The comparison will resonate among like-minded Islamists as they note that the Islamist group Hamas also came to power in parliamentary elections in the Gaza Strip in 2006 only to see the region and the world unify to marginalize it.
Those elections had been pushed by the United States, and they were universally declared fair. But when Hamas, a virtual political and military offshoot of the Muslim Brotherhood that the United States has labeled a terrorist organization, defeated its Fatah Party rivals in a rout, the United States and Israel imposed an economic blockade.
Jijali prescribed patient but violent action to pull the community of Muslims from the Egyptian military’s grasp.
“The youth of Egypt should learn that the price of applying principles on the ground is a mountain of body parts and seas of blood, because evil must be killed and not shown mercy,” he wrote.
Will McCants, an expert on international Sunni Muslim groups and their ideology who teaches at Johns Hopkins University, put it in less bloodthirsty but still dire terms.
"Since the beginning of the Arab Spring, al Qaida and other jihadi groups have argued that the Muslim Brothers and the Salafis are fools to engage in electoral politics because the West and its local proxies in the Middle East will never allow them to govern,” he said. “The events of the past few days in Egypt have made that argument far more persuasive."
Morsi’s sudden fall may have ramifications in Jordan, where Islamists are being pressed by the country’s ruler, King Abdullah, to engage in democratic reforms.

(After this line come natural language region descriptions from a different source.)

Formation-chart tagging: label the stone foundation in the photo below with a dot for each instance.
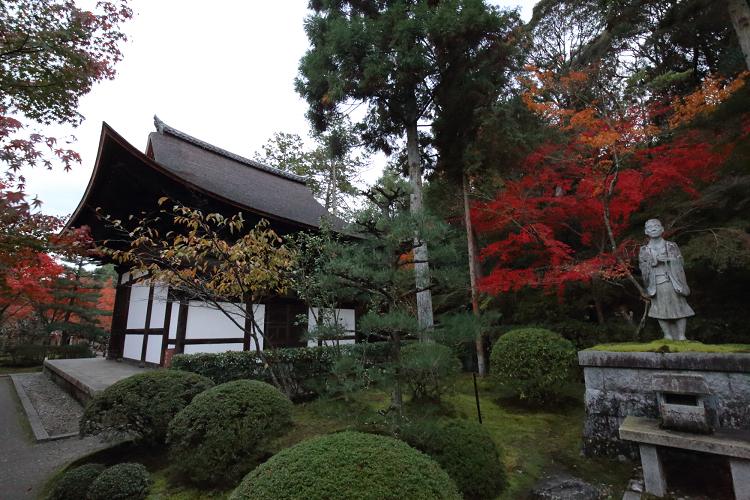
(619, 384)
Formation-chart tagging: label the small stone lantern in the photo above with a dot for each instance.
(685, 403)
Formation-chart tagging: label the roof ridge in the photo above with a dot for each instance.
(162, 127)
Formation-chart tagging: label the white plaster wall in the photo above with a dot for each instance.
(133, 346)
(137, 307)
(206, 323)
(173, 320)
(345, 317)
(153, 349)
(159, 308)
(212, 348)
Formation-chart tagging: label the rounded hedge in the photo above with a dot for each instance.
(142, 404)
(467, 452)
(534, 362)
(222, 434)
(427, 367)
(345, 466)
(74, 485)
(126, 481)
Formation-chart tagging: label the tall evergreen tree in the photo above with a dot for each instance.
(378, 269)
(331, 169)
(387, 54)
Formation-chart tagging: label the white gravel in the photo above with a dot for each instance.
(58, 411)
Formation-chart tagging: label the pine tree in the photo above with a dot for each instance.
(390, 55)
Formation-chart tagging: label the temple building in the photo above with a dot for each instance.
(148, 322)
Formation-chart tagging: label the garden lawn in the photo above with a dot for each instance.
(535, 441)
(538, 441)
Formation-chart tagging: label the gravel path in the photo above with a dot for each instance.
(58, 411)
(25, 464)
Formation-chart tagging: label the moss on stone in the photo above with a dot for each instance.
(665, 346)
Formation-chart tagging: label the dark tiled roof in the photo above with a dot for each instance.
(162, 127)
(259, 188)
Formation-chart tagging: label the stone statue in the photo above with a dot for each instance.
(664, 280)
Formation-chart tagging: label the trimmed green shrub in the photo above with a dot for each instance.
(345, 466)
(427, 368)
(466, 451)
(126, 481)
(142, 404)
(534, 362)
(222, 434)
(74, 485)
(305, 365)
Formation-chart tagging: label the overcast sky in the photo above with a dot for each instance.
(222, 71)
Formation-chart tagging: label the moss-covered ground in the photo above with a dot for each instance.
(667, 346)
(12, 370)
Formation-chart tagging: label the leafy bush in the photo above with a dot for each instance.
(126, 481)
(34, 354)
(344, 466)
(305, 365)
(427, 367)
(74, 485)
(466, 451)
(223, 433)
(142, 404)
(533, 362)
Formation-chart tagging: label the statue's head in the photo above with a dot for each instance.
(654, 229)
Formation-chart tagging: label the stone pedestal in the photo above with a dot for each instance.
(740, 477)
(731, 443)
(619, 385)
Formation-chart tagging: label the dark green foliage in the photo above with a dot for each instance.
(74, 485)
(345, 466)
(34, 354)
(142, 404)
(222, 434)
(466, 451)
(534, 362)
(306, 364)
(126, 481)
(427, 369)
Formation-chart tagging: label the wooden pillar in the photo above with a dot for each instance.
(147, 327)
(167, 324)
(119, 319)
(179, 347)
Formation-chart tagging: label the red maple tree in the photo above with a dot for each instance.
(563, 220)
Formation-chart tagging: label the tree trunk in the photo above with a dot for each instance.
(739, 12)
(421, 267)
(473, 274)
(599, 311)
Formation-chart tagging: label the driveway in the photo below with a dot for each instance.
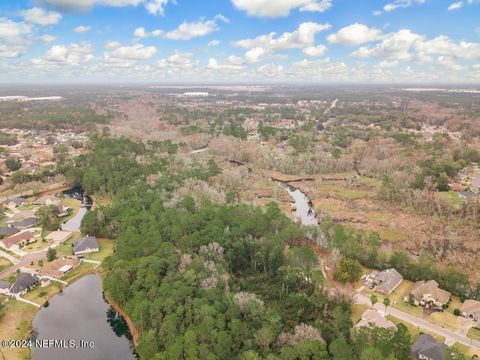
(26, 260)
(450, 336)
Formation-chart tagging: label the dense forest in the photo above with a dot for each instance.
(202, 280)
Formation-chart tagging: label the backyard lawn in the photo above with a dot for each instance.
(105, 249)
(82, 270)
(414, 330)
(474, 333)
(40, 294)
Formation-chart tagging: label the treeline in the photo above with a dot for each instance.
(113, 164)
(365, 248)
(47, 117)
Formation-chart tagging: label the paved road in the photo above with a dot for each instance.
(26, 260)
(450, 336)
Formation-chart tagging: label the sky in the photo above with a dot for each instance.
(248, 41)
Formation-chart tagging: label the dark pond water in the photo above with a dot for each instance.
(81, 314)
(77, 193)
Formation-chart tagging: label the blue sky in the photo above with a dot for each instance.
(240, 40)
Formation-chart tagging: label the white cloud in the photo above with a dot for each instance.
(82, 29)
(14, 36)
(322, 69)
(65, 55)
(279, 8)
(185, 31)
(47, 38)
(443, 45)
(154, 7)
(40, 16)
(213, 43)
(113, 45)
(401, 4)
(178, 62)
(140, 33)
(214, 65)
(303, 37)
(455, 6)
(134, 52)
(355, 34)
(11, 51)
(449, 63)
(13, 31)
(255, 55)
(318, 50)
(271, 70)
(398, 4)
(190, 30)
(395, 46)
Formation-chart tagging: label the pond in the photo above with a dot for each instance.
(80, 313)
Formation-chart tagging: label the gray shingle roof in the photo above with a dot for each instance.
(28, 222)
(5, 284)
(23, 282)
(6, 231)
(85, 243)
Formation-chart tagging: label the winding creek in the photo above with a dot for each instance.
(302, 205)
(81, 313)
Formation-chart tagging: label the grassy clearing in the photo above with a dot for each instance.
(375, 183)
(356, 312)
(465, 350)
(82, 270)
(65, 249)
(390, 235)
(474, 333)
(451, 198)
(415, 330)
(105, 249)
(16, 324)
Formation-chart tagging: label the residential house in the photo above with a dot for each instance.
(471, 309)
(384, 282)
(24, 283)
(5, 287)
(18, 241)
(47, 200)
(373, 319)
(6, 231)
(427, 293)
(427, 348)
(13, 203)
(25, 223)
(85, 245)
(59, 267)
(64, 211)
(58, 236)
(456, 187)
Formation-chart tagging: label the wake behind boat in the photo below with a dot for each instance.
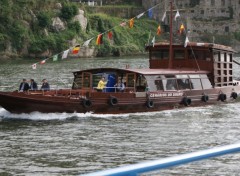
(179, 75)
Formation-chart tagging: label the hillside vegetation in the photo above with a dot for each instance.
(26, 29)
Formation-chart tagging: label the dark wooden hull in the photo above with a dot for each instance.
(101, 103)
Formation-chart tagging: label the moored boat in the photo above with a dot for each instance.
(179, 75)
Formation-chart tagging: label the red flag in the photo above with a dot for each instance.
(43, 62)
(159, 31)
(76, 49)
(131, 23)
(182, 29)
(110, 34)
(99, 40)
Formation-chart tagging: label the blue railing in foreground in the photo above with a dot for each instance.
(135, 169)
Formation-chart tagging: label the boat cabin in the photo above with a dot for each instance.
(142, 80)
(217, 59)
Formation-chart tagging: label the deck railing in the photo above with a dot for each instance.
(136, 169)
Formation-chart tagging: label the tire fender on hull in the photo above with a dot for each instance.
(86, 103)
(222, 97)
(150, 104)
(186, 101)
(113, 101)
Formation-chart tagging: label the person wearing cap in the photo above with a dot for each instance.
(33, 85)
(23, 86)
(101, 85)
(45, 85)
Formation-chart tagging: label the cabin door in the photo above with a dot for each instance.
(87, 80)
(131, 81)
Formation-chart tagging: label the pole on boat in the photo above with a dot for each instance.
(170, 62)
(136, 169)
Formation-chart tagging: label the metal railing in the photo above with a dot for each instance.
(136, 169)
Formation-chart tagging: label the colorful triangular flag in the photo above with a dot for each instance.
(177, 15)
(86, 43)
(110, 34)
(131, 23)
(182, 29)
(140, 15)
(159, 31)
(150, 13)
(43, 61)
(164, 16)
(123, 24)
(65, 54)
(55, 58)
(34, 66)
(153, 41)
(99, 40)
(186, 42)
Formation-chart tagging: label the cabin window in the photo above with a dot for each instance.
(183, 82)
(178, 54)
(163, 54)
(195, 82)
(86, 80)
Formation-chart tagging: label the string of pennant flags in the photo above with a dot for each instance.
(99, 37)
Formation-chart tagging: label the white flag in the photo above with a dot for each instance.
(153, 41)
(186, 42)
(65, 54)
(34, 66)
(87, 42)
(140, 15)
(177, 15)
(164, 16)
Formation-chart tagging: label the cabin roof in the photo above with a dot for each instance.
(195, 45)
(146, 71)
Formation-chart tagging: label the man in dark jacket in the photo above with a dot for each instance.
(33, 85)
(23, 86)
(45, 85)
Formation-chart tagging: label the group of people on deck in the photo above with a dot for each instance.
(24, 86)
(120, 86)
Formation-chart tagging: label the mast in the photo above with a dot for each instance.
(170, 63)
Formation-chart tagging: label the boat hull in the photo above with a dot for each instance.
(111, 103)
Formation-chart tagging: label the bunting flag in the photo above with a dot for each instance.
(150, 13)
(123, 24)
(182, 29)
(76, 49)
(186, 42)
(131, 23)
(110, 34)
(164, 16)
(99, 40)
(177, 15)
(55, 58)
(65, 54)
(153, 41)
(140, 15)
(34, 66)
(43, 61)
(86, 43)
(159, 31)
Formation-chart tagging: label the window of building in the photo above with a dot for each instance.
(213, 2)
(163, 54)
(223, 2)
(178, 54)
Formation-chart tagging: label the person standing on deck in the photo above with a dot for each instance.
(33, 85)
(45, 85)
(23, 86)
(101, 85)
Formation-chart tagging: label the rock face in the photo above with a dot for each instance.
(57, 24)
(81, 19)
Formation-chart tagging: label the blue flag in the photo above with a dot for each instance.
(150, 13)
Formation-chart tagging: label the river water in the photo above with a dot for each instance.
(73, 144)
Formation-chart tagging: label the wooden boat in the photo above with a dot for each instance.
(178, 76)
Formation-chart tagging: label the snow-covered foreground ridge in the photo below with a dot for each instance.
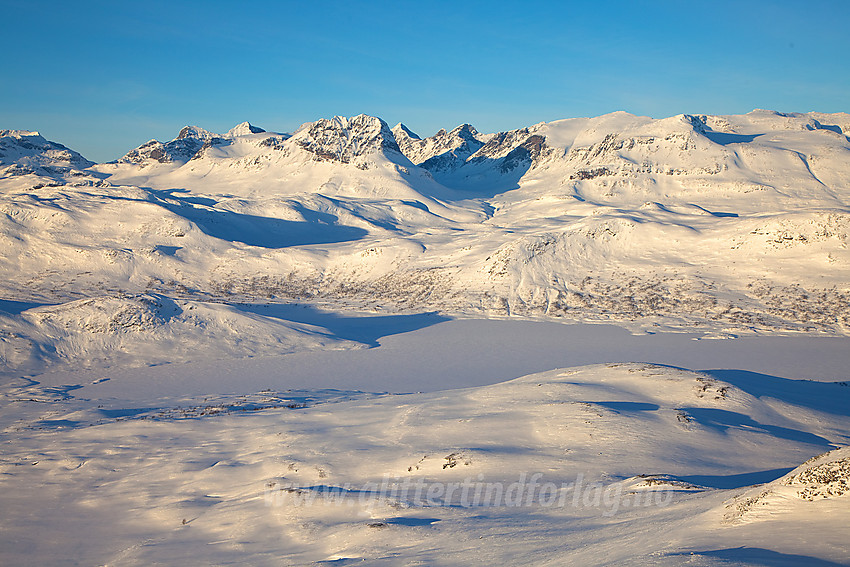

Sheikh Hamzeh Mansour, the leader of Jordan’s Muslim Brotherhood, voiced outrage at what had taken place.
“What happened in Egypt was clearly a military coup with all the meaning of the word,” he told McClatchy from his home in Jordan. Asked whether this might end the Jordanian Muslim Brotherhood’s willingness to engage with the king on democratic reforms, Mansour was noncommittal but hardly optimistic.
“The matter requires revision and thought, and it is too early to be given an answer,” he said.
Thomas Hegghammer, a researcher on radical Islam at the Norwegian Defense Research Establishment, said these deliberations might well lead to somewhat moderate elements taking a violent stand, particularly if the Egyptian military crackdown led to oppression and violence, as it appears from early stages that it might.
“I think a lot of radicals have been sitting on their hands these past two years and wouldn’t mind getting their equipment out,” he said. “The threat can be contained, but at the cost of human rights. I see a distinct risk that the new regime will be drawn into a downward spiral toward Mubarak-style authoritarianism as it tries to manage the security threat.”
Syrian jihadists responded with some smugness, with one follower of the al Qaida-linked Nusra Front pointing out in a forum that “We have never seen a jihadi group finished in 48” hours. Addressing the Muslim Brotherhood, the unidentified posters said it was “your time to rethink. The solution is Islam, not democracy.”